Question

A total of \(3.05 \cdot 10^{6}\) electrons are placed on an initially uncharged wire of length \(1.33 \mathrm{~m}\) a) What is the magnitude of the electric field a perpendicular distance of \(0.401 \mathrm{~m}\) away from the midpoint of the wire? b) What is the magnitude of the acceleration of a proton placed at that point in space? c) In which direction does the electric field force point in this case?

Short answer

Also, determine the direction of the electric field. Answer: The acceleration of the proton at a distance of 0.401 m from the midpoint of the charged wire is approximately \(7.97 \times 10^{11} \mathrm{m/s^2}\). The direction of the electric field is attractive and points toward the midpoint of the charged wire.

Step-by-step solution

Find the charge on the wire

To find the total charge on the wire, multiply the charge of a single electron by the total number of electrons: \(q_{total} = n \cdot e\), where \(n = 3.05 \cdot 10^6\) is the number of electrons and \(e = 1.60 \cdot 10^{-19} \mathrm{C}\) is the charge of a single electron.

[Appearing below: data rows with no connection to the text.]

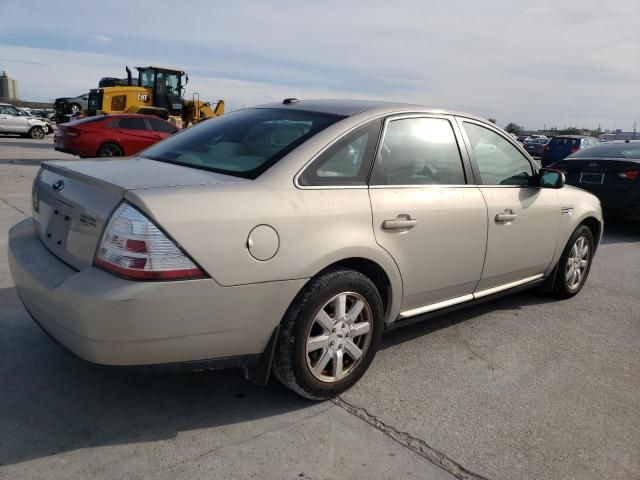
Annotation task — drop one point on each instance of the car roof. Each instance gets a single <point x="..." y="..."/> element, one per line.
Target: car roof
<point x="131" y="115"/>
<point x="348" y="108"/>
<point x="572" y="136"/>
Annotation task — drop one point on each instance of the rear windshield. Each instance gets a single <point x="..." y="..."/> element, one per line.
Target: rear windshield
<point x="564" y="141"/>
<point x="244" y="143"/>
<point x="618" y="150"/>
<point x="87" y="120"/>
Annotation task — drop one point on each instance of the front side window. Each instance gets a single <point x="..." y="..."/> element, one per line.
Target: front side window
<point x="244" y="143"/>
<point x="419" y="151"/>
<point x="499" y="162"/>
<point x="347" y="162"/>
<point x="132" y="124"/>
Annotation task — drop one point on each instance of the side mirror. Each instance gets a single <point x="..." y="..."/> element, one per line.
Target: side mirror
<point x="549" y="178"/>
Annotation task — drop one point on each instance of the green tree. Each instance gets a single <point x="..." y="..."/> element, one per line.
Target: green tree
<point x="513" y="128"/>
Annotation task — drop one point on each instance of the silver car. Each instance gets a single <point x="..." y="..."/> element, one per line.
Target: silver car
<point x="16" y="121"/>
<point x="287" y="238"/>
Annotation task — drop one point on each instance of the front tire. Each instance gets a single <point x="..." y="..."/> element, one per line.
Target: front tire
<point x="574" y="264"/>
<point x="37" y="133"/>
<point x="110" y="150"/>
<point x="329" y="335"/>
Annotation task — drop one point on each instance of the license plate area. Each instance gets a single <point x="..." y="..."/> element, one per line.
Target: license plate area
<point x="592" y="178"/>
<point x="55" y="230"/>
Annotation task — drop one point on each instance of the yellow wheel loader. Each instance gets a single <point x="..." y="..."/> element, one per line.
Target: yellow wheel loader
<point x="157" y="91"/>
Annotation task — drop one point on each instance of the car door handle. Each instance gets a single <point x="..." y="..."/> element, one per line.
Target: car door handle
<point x="506" y="216"/>
<point x="402" y="222"/>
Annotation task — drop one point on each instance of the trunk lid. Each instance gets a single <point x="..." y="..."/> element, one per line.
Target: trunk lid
<point x="73" y="200"/>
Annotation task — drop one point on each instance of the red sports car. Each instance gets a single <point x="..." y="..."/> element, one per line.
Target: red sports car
<point x="111" y="135"/>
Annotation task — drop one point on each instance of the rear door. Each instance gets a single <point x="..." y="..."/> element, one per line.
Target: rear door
<point x="524" y="220"/>
<point x="134" y="135"/>
<point x="425" y="213"/>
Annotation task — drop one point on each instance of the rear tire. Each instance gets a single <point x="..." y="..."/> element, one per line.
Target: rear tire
<point x="110" y="150"/>
<point x="37" y="133"/>
<point x="329" y="335"/>
<point x="574" y="264"/>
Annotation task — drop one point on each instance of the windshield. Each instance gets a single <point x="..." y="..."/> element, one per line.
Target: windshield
<point x="244" y="143"/>
<point x="618" y="150"/>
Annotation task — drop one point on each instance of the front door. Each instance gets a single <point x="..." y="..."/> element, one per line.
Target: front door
<point x="524" y="220"/>
<point x="425" y="214"/>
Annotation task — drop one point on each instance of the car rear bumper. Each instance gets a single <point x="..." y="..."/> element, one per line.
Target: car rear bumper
<point x="112" y="321"/>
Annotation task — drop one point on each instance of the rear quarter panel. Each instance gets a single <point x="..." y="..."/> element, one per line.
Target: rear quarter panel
<point x="315" y="228"/>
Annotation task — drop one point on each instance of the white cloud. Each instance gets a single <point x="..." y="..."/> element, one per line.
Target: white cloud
<point x="101" y="38"/>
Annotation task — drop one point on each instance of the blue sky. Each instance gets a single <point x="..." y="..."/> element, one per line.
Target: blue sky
<point x="544" y="63"/>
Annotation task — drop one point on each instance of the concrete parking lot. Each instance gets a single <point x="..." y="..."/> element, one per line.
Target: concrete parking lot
<point x="517" y="388"/>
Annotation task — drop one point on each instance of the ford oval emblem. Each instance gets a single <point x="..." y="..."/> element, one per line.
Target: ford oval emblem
<point x="58" y="185"/>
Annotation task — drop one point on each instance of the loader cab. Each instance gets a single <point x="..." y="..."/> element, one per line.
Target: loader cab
<point x="166" y="85"/>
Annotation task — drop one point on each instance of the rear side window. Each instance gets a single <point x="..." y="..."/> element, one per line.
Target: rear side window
<point x="499" y="162"/>
<point x="244" y="143"/>
<point x="132" y="123"/>
<point x="346" y="162"/>
<point x="419" y="151"/>
<point x="572" y="142"/>
<point x="160" y="126"/>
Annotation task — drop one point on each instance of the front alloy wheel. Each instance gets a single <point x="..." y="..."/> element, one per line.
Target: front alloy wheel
<point x="577" y="263"/>
<point x="574" y="264"/>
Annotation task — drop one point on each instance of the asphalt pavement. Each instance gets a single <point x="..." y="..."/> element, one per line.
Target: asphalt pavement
<point x="517" y="388"/>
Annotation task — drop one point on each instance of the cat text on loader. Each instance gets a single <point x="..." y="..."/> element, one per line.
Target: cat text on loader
<point x="158" y="92"/>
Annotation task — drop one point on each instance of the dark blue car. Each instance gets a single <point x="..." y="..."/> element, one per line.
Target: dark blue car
<point x="564" y="145"/>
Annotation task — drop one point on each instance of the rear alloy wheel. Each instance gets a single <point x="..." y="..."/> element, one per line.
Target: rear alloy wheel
<point x="575" y="263"/>
<point x="329" y="335"/>
<point x="37" y="133"/>
<point x="110" y="150"/>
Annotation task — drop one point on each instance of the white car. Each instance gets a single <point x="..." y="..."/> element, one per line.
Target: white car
<point x="15" y="121"/>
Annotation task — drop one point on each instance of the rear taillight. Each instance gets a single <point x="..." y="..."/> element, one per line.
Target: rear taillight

Calculate the linear charge density

Divide the total charge by the length of the wire to find the linear charge density \(\lambda\): \(\lambda = \frac{q_{total}}{L}\), where \(L = 1.33 \mathrm{m}\) is the length of the wire.

Calculate the electric field at the given point

To find the magnitude of the electric field, use the formula \(E = \frac{1}{4\pi\epsilon_0} \frac{\lambda}{R}\), where \(R = 0.401 \mathrm{m}\) is the distance from the midpoint of the wire, and \(ε_0 = 8.85 \cdot 10^{-12} \mathrm{C^2/N \cdot m^2}\) is the permittivity of free space.

Calculate the force experienced by the proton

To find the electric force experienced by the proton at the given point, use the formula \(F = qE\), where \(q\) is the charge of the proton, which is equal to \(1.60 \cdot 10^{-19} \mathrm{C}\) (the same as an electron, but positive).

Calculate the acceleration of the proton

To find the acceleration of the proton at the given point, use Newton's second law: \(a = \frac{F}{m}\), where \(m = 1.67 \cdot 10^{-27} \mathrm{kg}\) is the mass of the proton.

Determine the direction of the electric field force

Since the wire is negatively charged and a proton is positively charged, the electric field force will be attractive and point toward the midpoint of the charged wire.